Un média brésilien CazéTV a également acquis les droits de diffusion de la Ligue 1 au Brésil. 800 000 personnes ont vu la rencontre entre Le Havre et Paris via ce canal. En France, la chaîne est accessible via un VPN, outil permettant de localiser sa connexion Internet dans un autre pays. En tenant compte des 200 000 spectateurs sur Telegram, plus d'un million de personnes auraient ainsi réussi à contourner DAZN, vendredi 16 août, et ce, sans compter les détenteurs d'une IPTV.

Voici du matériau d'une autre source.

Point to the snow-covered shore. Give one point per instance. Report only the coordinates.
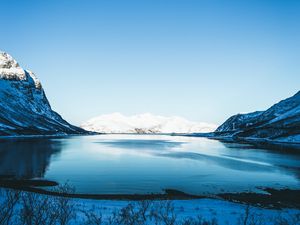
(208, 209)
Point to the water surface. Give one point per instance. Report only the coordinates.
(119, 164)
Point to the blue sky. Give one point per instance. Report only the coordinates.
(203, 60)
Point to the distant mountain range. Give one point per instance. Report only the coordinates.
(144, 124)
(24, 108)
(279, 123)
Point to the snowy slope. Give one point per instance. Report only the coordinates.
(281, 122)
(144, 123)
(24, 108)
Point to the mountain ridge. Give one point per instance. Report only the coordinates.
(281, 123)
(24, 107)
(144, 123)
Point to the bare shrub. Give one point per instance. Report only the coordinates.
(289, 219)
(7, 209)
(37, 209)
(249, 217)
(199, 221)
(163, 213)
(93, 218)
(64, 205)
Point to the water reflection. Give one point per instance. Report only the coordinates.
(26, 158)
(148, 164)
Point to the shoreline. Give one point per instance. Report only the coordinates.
(271, 199)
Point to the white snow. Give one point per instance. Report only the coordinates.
(145, 123)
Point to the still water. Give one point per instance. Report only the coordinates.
(122, 164)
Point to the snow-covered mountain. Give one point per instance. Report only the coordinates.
(24, 108)
(144, 123)
(281, 122)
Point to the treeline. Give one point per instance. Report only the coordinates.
(26, 208)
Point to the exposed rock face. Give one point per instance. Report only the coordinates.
(281, 122)
(24, 108)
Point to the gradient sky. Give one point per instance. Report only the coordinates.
(203, 60)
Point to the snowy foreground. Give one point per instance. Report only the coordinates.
(30, 208)
(209, 210)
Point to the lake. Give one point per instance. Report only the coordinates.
(119, 164)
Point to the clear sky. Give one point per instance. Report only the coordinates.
(203, 60)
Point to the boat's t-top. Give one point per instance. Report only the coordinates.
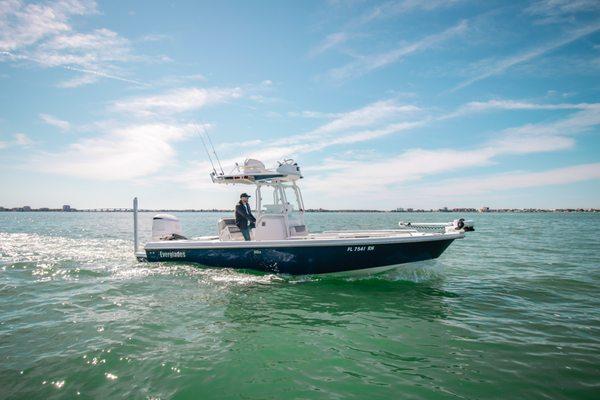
(279, 204)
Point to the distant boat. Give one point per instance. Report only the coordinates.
(281, 241)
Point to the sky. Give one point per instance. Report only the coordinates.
(383, 104)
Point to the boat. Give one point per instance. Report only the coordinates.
(281, 242)
(460, 223)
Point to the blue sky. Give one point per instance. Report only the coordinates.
(383, 104)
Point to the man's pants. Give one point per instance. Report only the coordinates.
(246, 233)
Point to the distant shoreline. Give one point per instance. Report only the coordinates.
(320, 210)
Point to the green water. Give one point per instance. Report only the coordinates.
(512, 311)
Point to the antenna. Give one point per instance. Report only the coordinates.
(214, 152)
(208, 154)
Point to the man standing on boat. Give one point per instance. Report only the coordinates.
(243, 216)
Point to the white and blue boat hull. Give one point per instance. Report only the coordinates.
(303, 257)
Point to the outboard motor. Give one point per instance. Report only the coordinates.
(466, 226)
(166, 227)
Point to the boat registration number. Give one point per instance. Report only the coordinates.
(172, 254)
(360, 248)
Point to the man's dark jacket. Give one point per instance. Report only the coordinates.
(243, 217)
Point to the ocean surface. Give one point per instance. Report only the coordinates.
(510, 312)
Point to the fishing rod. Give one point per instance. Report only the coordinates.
(213, 147)
(208, 154)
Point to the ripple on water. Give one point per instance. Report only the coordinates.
(504, 311)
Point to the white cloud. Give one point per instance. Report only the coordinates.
(368, 63)
(43, 34)
(23, 24)
(22, 139)
(80, 80)
(559, 11)
(391, 9)
(329, 42)
(123, 153)
(380, 174)
(176, 101)
(512, 105)
(53, 121)
(509, 181)
(374, 120)
(499, 66)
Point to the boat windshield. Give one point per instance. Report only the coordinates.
(292, 198)
(273, 198)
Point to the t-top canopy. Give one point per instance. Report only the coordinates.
(254, 172)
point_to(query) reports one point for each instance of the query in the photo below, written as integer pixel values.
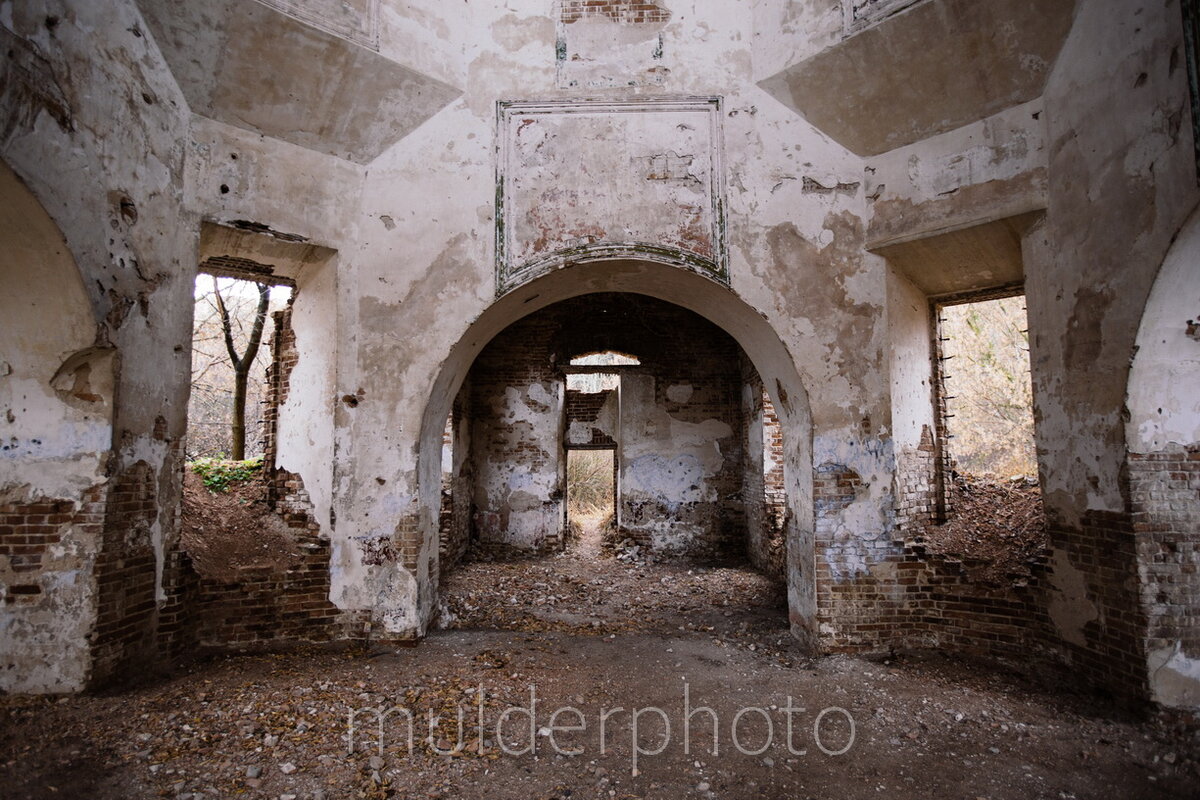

Oui, vous pouvez regarder la Ligue 1 sur Telegram gratuitement via des chaînes spécialisées dans le streaming football. Cependant, le paysage a radicalement changé en 2025. Depuis l’arrestation de Pavel Durov, les liens pirates ferment en 15 minutes au lieu des 24 à 48 heures habituelles. Le streaming telegram reste une alternative viable pour éviter les 25€ mensuels de DAZN.
Plusieurs critères permettent d’identifier une chaîne telegram foot fiable. Le nombre d’abonnés reste un indicateur clé : plus de 30 000 membres suggèrent une certaine pérennité. Vérifiez la fréquence de publication sur les 7 derniers jours. Une chaîne qui publie quotidiennement a plus de chances de survivre aux purges.
La situation du streaming illégal football sur Telegram a basculé après l’arrestation de Pavel Durov en France à l’été 2024. L’arrestation du fondateur de Telegram a provoqué un changement radical de politique. Désormais, Telegram coopère activement avec les autorités françaises et européennes. Les canaux Telegram football subissent une surveillance automatisée sophistiquée. Les fermetures de liens pirates interviennent maintenant en 10 à 20 minutes contre 24 à 48 heures auparavant. Vous devez adapter votre stratégie de visionnage en conséquence.
La qualité d’image fluctue énormément : de 360p pixelisé à 1080p parfait selon les sources et l’affluence. Un match PSG en Champions League risque davantage de subir des interruptions qu’un modeste Lens-Montpellier. Telegram partage maintenant les données utilisateurs avec les autorités sur demande officielle. Votre numéro de téléphone et votre adresse IP peuvent être transmis en cas d’enquête approfondie. Utilisez un VPN fiable pour masquer votre adresse IP réelle. NordVPN, Surfshark ou CyberGhost offrent une protection efficace contre le traçage. Ne cliquez jamais sur les liens suspects partagés dans les chaînes. Certains renvoient vers des sites malveillants ou des arnaques sophistiquées.